A report on a three-year audit of the PCMC concluded that there were no documents and files to account for Rs. 394 crore expenses. The audit report pertains to the financial years 2005-06, 2006-07 and 2007-08.
Mr. Pawar, deeply mired in allegations of corruption in the multi-crore irrigation scam, calls the shots in the operations of the PCMC Township, in itself considered an NCP bastion in Pune district.
The auditors have raised objections to unaccounted expenses in the form of a Bill of Rs. 44 crore, allegedly granted for various public works.
Pune-based activist and Aam Aadmi Party (AAP) leader Maruti Bhapkar, who filed a public interest litigation (PIL) petition in the Bombay High Court in 1999, alleged that the cumulative “irregularities” within the PCMC in the last decade exceeded Rs. 900 crore.
No audit for 18 yearsSpeaking to The Hindu , Mr.

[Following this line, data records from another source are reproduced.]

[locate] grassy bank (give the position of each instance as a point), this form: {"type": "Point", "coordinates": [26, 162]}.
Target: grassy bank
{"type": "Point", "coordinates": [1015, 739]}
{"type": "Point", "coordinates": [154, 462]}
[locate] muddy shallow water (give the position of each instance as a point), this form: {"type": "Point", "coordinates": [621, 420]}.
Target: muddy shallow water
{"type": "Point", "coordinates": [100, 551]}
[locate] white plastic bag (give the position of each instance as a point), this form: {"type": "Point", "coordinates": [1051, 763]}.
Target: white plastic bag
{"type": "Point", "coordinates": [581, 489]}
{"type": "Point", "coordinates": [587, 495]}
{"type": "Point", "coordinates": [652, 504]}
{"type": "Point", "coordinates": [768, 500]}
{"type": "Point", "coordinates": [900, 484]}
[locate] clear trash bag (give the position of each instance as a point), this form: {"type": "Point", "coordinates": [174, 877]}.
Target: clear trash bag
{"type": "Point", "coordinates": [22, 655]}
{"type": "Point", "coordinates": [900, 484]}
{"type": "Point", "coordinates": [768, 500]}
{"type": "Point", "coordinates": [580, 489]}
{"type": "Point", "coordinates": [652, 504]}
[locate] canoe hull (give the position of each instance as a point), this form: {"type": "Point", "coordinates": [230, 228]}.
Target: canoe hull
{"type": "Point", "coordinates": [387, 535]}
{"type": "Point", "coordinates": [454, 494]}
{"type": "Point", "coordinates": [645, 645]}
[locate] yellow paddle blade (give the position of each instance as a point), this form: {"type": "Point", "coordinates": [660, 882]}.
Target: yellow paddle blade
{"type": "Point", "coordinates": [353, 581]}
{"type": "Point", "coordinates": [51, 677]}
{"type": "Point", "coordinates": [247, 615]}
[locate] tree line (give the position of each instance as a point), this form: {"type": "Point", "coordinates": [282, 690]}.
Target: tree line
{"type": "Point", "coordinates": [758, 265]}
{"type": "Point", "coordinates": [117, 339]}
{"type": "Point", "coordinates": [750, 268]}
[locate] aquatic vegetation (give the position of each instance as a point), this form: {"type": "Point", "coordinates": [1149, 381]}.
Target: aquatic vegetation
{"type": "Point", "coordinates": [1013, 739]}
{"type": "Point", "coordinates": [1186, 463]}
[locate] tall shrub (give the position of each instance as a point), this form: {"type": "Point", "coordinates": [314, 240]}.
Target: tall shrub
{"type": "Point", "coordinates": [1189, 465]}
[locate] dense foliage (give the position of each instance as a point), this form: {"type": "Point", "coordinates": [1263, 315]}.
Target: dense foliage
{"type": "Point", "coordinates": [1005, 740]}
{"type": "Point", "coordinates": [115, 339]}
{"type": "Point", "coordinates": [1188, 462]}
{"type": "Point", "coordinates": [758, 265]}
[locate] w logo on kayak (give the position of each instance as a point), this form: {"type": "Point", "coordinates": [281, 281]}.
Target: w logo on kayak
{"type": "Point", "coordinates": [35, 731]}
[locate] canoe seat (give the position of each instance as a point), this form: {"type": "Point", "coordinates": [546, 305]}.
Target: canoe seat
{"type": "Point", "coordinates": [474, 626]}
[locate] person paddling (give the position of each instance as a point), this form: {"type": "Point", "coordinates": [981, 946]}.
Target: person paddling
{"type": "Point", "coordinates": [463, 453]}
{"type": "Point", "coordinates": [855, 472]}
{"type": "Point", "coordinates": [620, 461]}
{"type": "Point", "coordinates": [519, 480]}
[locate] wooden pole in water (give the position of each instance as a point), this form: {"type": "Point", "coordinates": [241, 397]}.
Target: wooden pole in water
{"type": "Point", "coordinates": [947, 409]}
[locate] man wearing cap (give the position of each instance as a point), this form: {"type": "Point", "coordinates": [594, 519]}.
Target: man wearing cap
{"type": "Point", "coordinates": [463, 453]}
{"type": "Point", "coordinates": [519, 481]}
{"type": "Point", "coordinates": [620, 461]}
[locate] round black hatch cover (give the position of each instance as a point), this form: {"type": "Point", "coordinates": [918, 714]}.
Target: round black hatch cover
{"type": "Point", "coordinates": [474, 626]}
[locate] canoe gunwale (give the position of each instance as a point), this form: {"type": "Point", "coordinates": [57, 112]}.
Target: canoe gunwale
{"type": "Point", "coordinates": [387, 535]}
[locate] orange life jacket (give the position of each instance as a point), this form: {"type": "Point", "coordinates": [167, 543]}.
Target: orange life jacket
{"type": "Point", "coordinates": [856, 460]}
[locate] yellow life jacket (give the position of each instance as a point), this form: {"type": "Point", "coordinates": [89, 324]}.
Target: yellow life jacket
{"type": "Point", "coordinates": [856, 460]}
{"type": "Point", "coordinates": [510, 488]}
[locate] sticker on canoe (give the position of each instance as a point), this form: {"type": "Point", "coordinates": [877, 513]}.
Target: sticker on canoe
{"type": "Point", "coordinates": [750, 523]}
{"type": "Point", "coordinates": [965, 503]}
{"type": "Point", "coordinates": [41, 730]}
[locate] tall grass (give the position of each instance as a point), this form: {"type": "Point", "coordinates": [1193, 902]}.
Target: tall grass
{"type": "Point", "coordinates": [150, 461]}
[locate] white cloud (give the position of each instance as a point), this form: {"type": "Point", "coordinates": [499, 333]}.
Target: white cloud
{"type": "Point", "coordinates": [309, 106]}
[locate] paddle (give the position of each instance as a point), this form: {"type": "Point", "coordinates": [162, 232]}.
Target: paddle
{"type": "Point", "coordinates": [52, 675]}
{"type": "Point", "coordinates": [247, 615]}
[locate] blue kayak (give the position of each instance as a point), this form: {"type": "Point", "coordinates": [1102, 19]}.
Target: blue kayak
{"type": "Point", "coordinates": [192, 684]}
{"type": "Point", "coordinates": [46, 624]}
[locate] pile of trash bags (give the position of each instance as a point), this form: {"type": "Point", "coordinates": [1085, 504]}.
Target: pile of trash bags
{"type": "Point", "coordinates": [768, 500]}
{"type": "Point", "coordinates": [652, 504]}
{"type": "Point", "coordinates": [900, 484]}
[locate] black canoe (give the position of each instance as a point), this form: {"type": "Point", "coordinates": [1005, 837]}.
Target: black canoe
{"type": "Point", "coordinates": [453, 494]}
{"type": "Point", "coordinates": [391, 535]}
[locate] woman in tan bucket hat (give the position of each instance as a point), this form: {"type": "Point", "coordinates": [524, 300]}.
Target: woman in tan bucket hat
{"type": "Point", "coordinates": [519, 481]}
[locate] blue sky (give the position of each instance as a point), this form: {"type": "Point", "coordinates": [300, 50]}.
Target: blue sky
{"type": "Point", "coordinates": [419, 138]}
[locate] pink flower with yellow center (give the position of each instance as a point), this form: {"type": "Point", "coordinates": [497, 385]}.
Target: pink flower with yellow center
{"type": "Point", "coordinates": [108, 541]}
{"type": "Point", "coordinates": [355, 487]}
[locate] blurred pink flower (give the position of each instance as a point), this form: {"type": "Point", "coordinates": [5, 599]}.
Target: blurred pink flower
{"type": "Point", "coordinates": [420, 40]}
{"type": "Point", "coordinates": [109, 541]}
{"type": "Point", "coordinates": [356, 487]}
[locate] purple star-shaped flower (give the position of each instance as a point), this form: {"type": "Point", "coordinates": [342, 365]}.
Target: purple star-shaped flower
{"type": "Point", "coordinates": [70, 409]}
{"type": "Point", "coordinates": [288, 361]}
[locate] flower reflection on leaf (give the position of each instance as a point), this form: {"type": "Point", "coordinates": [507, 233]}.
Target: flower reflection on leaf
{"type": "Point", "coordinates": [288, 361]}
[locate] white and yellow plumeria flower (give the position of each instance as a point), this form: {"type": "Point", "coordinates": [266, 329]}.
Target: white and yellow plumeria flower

Bhapkar alleged that the PCMC (constituted in 1970) had not conducted any audit during an 18-year period before 2000.
In 2001, the Bombay High Court passing strictures, suggested dissolution of the PCMC after auditors raised strong objections about unaccounted expenditure of Rs. 500 crore.

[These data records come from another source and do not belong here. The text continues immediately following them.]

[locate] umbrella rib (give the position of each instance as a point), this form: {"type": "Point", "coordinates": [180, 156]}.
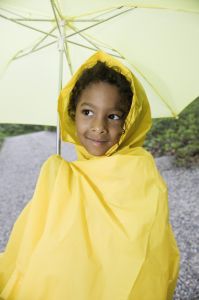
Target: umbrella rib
{"type": "Point", "coordinates": [27, 26]}
{"type": "Point", "coordinates": [81, 30]}
{"type": "Point", "coordinates": [32, 51]}
{"type": "Point", "coordinates": [93, 49]}
{"type": "Point", "coordinates": [43, 39]}
{"type": "Point", "coordinates": [31, 20]}
{"type": "Point", "coordinates": [85, 38]}
{"type": "Point", "coordinates": [54, 5]}
{"type": "Point", "coordinates": [66, 49]}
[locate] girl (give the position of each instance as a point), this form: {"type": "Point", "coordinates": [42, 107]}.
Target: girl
{"type": "Point", "coordinates": [96, 228]}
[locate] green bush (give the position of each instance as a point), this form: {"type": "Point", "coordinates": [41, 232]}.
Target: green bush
{"type": "Point", "coordinates": [178, 137]}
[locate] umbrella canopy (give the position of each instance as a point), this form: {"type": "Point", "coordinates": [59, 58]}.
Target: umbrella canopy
{"type": "Point", "coordinates": [157, 40]}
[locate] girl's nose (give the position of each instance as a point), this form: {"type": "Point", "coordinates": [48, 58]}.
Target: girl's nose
{"type": "Point", "coordinates": [99, 126]}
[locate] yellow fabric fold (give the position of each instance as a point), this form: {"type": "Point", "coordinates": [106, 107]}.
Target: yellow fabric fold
{"type": "Point", "coordinates": [97, 228]}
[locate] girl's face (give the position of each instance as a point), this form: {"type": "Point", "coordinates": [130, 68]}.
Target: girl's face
{"type": "Point", "coordinates": [99, 117]}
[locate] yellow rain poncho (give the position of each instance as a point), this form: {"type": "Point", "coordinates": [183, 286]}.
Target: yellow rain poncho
{"type": "Point", "coordinates": [96, 228]}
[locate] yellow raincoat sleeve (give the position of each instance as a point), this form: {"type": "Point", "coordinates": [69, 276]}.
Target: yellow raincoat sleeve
{"type": "Point", "coordinates": [160, 270]}
{"type": "Point", "coordinates": [29, 227]}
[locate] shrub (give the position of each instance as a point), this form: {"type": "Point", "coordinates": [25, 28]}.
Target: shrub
{"type": "Point", "coordinates": [178, 137]}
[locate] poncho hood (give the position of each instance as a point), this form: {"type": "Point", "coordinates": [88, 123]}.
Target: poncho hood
{"type": "Point", "coordinates": [138, 121]}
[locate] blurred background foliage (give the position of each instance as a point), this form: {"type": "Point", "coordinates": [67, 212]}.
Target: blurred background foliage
{"type": "Point", "coordinates": [176, 137]}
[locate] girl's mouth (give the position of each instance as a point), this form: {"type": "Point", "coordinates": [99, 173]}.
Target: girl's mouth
{"type": "Point", "coordinates": [96, 142]}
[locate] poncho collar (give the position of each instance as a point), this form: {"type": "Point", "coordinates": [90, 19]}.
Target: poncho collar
{"type": "Point", "coordinates": [138, 121]}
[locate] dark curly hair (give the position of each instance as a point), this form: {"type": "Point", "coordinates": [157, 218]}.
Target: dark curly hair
{"type": "Point", "coordinates": [101, 72]}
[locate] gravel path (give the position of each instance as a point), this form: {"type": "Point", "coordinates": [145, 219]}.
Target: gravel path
{"type": "Point", "coordinates": [21, 158]}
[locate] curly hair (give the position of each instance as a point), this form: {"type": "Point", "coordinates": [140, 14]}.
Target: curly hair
{"type": "Point", "coordinates": [100, 72]}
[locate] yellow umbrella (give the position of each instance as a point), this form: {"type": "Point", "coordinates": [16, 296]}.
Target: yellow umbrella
{"type": "Point", "coordinates": [157, 40]}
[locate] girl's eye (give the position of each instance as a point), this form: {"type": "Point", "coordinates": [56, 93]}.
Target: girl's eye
{"type": "Point", "coordinates": [114, 117]}
{"type": "Point", "coordinates": [87, 112]}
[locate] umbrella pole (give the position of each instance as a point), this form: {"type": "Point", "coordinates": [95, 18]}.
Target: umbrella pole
{"type": "Point", "coordinates": [61, 55]}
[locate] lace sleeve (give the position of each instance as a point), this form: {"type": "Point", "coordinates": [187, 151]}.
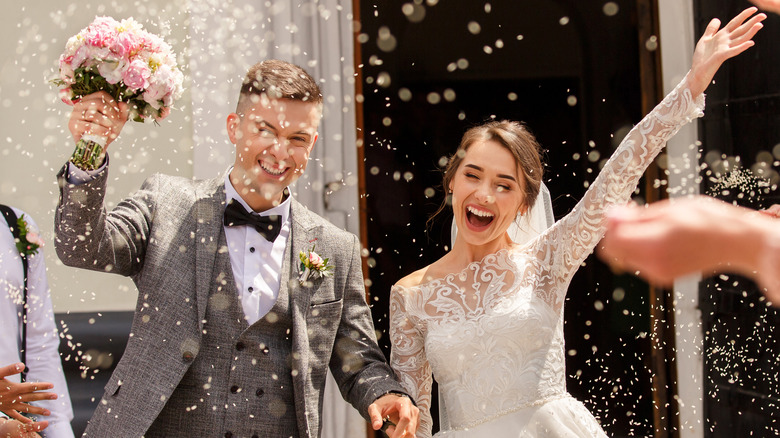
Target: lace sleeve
{"type": "Point", "coordinates": [408, 358]}
{"type": "Point", "coordinates": [574, 237]}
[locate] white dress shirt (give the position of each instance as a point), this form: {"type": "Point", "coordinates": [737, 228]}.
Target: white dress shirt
{"type": "Point", "coordinates": [43, 359]}
{"type": "Point", "coordinates": [256, 262]}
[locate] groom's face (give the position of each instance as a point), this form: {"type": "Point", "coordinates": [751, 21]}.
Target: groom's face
{"type": "Point", "coordinates": [273, 139]}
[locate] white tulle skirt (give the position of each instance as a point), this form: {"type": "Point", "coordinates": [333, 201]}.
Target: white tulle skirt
{"type": "Point", "coordinates": [565, 417]}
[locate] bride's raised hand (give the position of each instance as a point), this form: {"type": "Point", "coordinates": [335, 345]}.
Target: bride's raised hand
{"type": "Point", "coordinates": [718, 45]}
{"type": "Point", "coordinates": [768, 5]}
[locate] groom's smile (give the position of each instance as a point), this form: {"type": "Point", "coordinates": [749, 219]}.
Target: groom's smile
{"type": "Point", "coordinates": [273, 139]}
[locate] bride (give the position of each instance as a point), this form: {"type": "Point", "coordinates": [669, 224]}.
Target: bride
{"type": "Point", "coordinates": [487, 318]}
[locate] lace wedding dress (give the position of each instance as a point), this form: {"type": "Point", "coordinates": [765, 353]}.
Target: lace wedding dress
{"type": "Point", "coordinates": [492, 334]}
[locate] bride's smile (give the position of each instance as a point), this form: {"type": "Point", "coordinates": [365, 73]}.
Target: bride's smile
{"type": "Point", "coordinates": [487, 192]}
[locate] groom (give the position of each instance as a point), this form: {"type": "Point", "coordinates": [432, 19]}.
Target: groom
{"type": "Point", "coordinates": [228, 338]}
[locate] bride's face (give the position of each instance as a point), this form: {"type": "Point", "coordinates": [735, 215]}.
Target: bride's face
{"type": "Point", "coordinates": [487, 192]}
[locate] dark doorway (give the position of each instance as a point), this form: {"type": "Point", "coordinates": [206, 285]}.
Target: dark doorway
{"type": "Point", "coordinates": [740, 134]}
{"type": "Point", "coordinates": [570, 70]}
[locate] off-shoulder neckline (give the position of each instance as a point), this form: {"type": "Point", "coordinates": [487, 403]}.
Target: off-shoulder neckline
{"type": "Point", "coordinates": [508, 251]}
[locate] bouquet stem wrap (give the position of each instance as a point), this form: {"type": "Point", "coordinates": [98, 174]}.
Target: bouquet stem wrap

“There is nothing surprising in the ‘missing documents’ unravelled in this audit report. While corporators of all political parties are involved in this scam, there is no doubt of the NCP’s primacy as it has held power for the maximum time in recent years,” Mr. Bhapkar said, demanding strict action against the guilty officials and corporators.
However, the NCP, which holds a majority in the PCMC, has refuted any role in the scam, for which it blamed the “corrupt” civic administration. “Our party is in no way involved in this. In fact, it is we who have been clamouring for regular audits,” said Yogesh Behl, NCP leader from Pune.
Meanwhile, Padmashree Taldekar, the chief auditor, said PCMC authorities were given a month to produce the missing documents.